Rates last updated June 12, 2019
Have you ever felt like your money could be working harder for you—if only you weren’t afraid of the risk? To boost your return while still keeping your principal safe, you might want to consider a guaranteed investment certificate, or GIC. These work much like savings accounts: In exchange for leaving your money deposited for a certain period of time, you are guaranteed to receive an interest payment at the end of the term. Read on to learn everything you need to know about choosing the right GIC* for your needs, along with our top 5 GICs in Canada.
What is a GIC?
Guaranteed investment certificates are essentially termed loans that you make to a bank or financial institution. When you purchase a GIC, you agree to a specific term (period of time) during which your deposit will remain with the bank, and in return the bank offers you a guaranteed interest rate. You can invest in a GIC* for as little as $500, and there’s typically no fee associated with buying one. The only thing you’re required to do is leave the money with the bank—and the longer you do so, the higher the rate. Early withdrawals may (but not always) incur a penalty.
Types of GICs
There are many different kinds of GIC products, but these are the most common:
- Cashable GICs*
Typically available for short 1-year terms and free to cash out early after a 30- or 90-day closing period, these GICs are perfect for people who think they may need access to their money, but want to invest to get a higher guaranteed interest rate. While the trade-off for this flexibility is usually a lower interest rate, cashable GICs can be a smart way to protect yourself against interest rate fluctuations. If the interest rate rises, your money won’t be locked in at a lower fixed rate for long. If the interest rate is falling, on the other hand, a GIC might prove to be better than a savings account, allowing you to lock in a higher percentage.
- Redeemable GICs*
Redeemable and cashable GICs are very similar, and even some banks use the terms interchangeably so it’s prudent to check each product before purchasing it. That said, in many cases the difference is that a redeemable GIC allows you to access your money before the end of the term—without a waiting period—but the GIC may be subject to early redemption rates that can drastically cut the interest you receive.
- Non-redeemable GICs*
As the name suggests, non-redeemable GICs can’t be cashed out prior to the end of the term without incurring a penalty. However, they tend to offer higher interest rates, so may be ideal for those wanting a secure investment over a fixed amount of time.
- Registered GICs*
These GICs have the advantage of being investments inside a registered investment account like an RRSP, RRIF or TFSA, so you are not taxed on the interest you earn.
- Market-linked GICs
These GICs perform according to a specified market and only guarantee your principal deposit. With one foot in a GIC and the other in the stock market, these products may be right for those looking for a slightly higher amount of risk with the possibility of greater rewards.
- Foreign currency GICs
These are GICs in currencies other than Canadian dollars, usually in U.S. dollars. This product might work well for someone who travels or works frequently in another currency.
Terms of GICs
Shopping for a GIC is easy but not quite as simple as looking for the best GIC rate*. To choose the best product for your circumstances, you’ll want to also think about the terms—your plans for the money will dictate what’s best for you.
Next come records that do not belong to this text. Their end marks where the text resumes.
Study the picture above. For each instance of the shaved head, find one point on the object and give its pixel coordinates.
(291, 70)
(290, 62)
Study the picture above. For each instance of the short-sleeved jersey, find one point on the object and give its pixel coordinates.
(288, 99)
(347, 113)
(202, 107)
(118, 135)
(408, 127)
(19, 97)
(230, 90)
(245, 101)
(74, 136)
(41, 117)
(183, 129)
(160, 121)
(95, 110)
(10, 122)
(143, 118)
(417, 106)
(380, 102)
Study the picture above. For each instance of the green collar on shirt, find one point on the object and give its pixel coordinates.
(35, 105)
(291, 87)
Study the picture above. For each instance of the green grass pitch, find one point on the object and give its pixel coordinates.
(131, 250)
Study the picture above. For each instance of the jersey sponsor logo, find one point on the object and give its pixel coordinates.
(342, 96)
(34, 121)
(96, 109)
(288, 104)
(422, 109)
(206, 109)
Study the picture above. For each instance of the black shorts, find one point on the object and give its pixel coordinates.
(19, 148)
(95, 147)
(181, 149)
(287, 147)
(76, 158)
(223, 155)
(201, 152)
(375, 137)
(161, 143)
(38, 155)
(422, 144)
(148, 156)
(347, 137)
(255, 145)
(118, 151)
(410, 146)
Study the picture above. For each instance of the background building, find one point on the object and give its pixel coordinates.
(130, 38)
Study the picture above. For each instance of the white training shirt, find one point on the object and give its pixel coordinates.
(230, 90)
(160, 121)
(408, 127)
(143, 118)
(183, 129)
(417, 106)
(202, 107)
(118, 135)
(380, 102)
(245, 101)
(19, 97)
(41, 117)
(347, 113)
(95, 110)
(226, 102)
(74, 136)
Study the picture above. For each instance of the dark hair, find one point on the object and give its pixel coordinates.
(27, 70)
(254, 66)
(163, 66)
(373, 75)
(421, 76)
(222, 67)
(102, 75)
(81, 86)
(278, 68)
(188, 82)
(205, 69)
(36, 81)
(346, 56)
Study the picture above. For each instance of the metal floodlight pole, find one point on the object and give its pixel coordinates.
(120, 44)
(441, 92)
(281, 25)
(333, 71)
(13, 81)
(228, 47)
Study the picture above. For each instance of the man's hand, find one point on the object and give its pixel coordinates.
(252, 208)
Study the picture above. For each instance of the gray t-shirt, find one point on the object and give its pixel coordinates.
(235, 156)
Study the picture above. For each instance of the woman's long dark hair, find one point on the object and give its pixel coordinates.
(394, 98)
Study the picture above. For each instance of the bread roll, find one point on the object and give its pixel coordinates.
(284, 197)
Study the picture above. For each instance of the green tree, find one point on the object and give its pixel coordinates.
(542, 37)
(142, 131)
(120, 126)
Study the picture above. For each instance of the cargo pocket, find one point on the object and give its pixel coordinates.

Short-term GICs take less than a year to mature. The principal is guaranteed along with an advertised rate of interest. These products are a good way to get a bit more out of your investment without sacrificing much liquidity. Long-term GICs have terms of one year and more, and typically have higher interest rates than short-term GICs. When strategically purchased, these products can be used to generate part of a risk-averse investor’s monthly income.
GICs can pay out monthly or annually. If you need access to interest accrued on a regular basis (for example, as part of your monthly income), you’ll want the former.
How GIC deposits are insured
GICs are guaranteed, which is one of the reasons why they are such a popular investment. These protections are many-fold, starting with the guarantee of the financial institution they are purchased from. They are legally obligated to return to you your initial investment plus interest (depending on the product you choose).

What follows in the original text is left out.